Bret was able to join us over at my apartment a bit later, knocking on my door as I was in the middle of showing Woody an epic battle (har) on the Suspense map in Unreal Tournament 3. It was actually a little bit hilariously depressing to say, “Oh, and there used to be this big gap in the rocks and rooftop here, and then they fixed it, and I –” and then I would fly over this spot in the Raptor, and those gaps were still there, glaringly obvious. “Haha!” I would laugh, in a weird sense of anti-triumph, “I totally bugged that!”
“And they didn’t fix it?” Woody asked incredulously.
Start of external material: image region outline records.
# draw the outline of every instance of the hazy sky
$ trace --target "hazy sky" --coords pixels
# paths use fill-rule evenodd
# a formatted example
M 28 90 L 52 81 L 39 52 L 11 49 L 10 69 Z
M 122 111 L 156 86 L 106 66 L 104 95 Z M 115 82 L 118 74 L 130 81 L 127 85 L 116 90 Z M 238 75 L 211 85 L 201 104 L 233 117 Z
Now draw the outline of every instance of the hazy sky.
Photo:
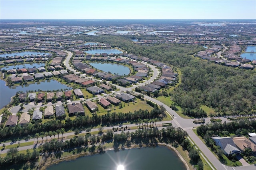
M 253 19 L 256 0 L 0 0 L 1 19 Z

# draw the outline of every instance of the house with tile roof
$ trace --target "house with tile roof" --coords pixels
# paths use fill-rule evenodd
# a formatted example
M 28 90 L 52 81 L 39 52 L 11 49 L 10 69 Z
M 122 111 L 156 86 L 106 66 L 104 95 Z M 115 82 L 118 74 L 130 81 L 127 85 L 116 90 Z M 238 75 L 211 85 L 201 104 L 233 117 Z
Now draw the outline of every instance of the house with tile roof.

“I … thought they did?” I replied, and I actually furrowed my brow, because suddenly, it felt like Backwards Day. I know I bugged it, because it was ‘my’ map, but that was back when we were testing for two other platforms that were not the 360. Is it possible that they regressed to an earlier build, or re-tweaked something that caused an old bug to re-occur? Quite possibly!
“You know,” said Woody, “when I play games and see stuff like that, I think, ‘why didn’t their test team catch that and fix it?’ – and now I know that they probably did!” I nodded and laughed. The development process for any game is a labyrinthine twine ball of esoteric progress. The only way over is through, but only every other Tuesday that falls on a full moon. The job gets done, but by the skin of our teeth. Etc.
I ran him through a bunch of maps, telling him funny stories about the stuff that used to be broken or completely different, scenery-wise: “See, this map did not have mountainous bookends to it. There used to be buildings here, and a long concrete tunnel, and a bunch of trees. But it was too much, the LOD would flicker in and out, and so they just made it all rock.”
“Oh, and this mesh here? Didn’t use to have collision on it. I would bug it, and then have everybody play a deathmatch with me. I’d get the Rocket Launcher, hide in this wall here, and point the tip of the weapon right at the outside edge of the wall and wait for dudes to run by.”
And then I’d catch myself, “Dude, I must be boring you. This must be insanely yawn-inducing.” Woody turned to me, looking a tiny bit like a kid on Christmas morning. “No! Actually, this is really fascinating!”
That was an awesome feeling, right there.
So Bret and Woody and I had brownies warmed up in the microwave, with mint chocolate chip ice cream over them, and we played Rock Band until far too late, when they had to head back to their respective homes for some shut-eye before work the next day. Me, I just gamely shrugged, and figured I’d sleep until whenever and then work on the old resume, or get rid of more stuff.
Which I did do, but under a miasma of weird sadness brought on by the fact that I really haven’t had a lot of social time like I did last night, and it was really nice and I forgot how much I just missed hanging out with a few people at a time, talking our heads off and playing some game. It’s just been too crazy in my immediate universe to have enough basic social contact since the moment I first decided I was going to pack up my entire life and go live somewhere entirely new and truly begin my career in the gaming industry.
And that, my friends, was back in February of 2007. Yikes.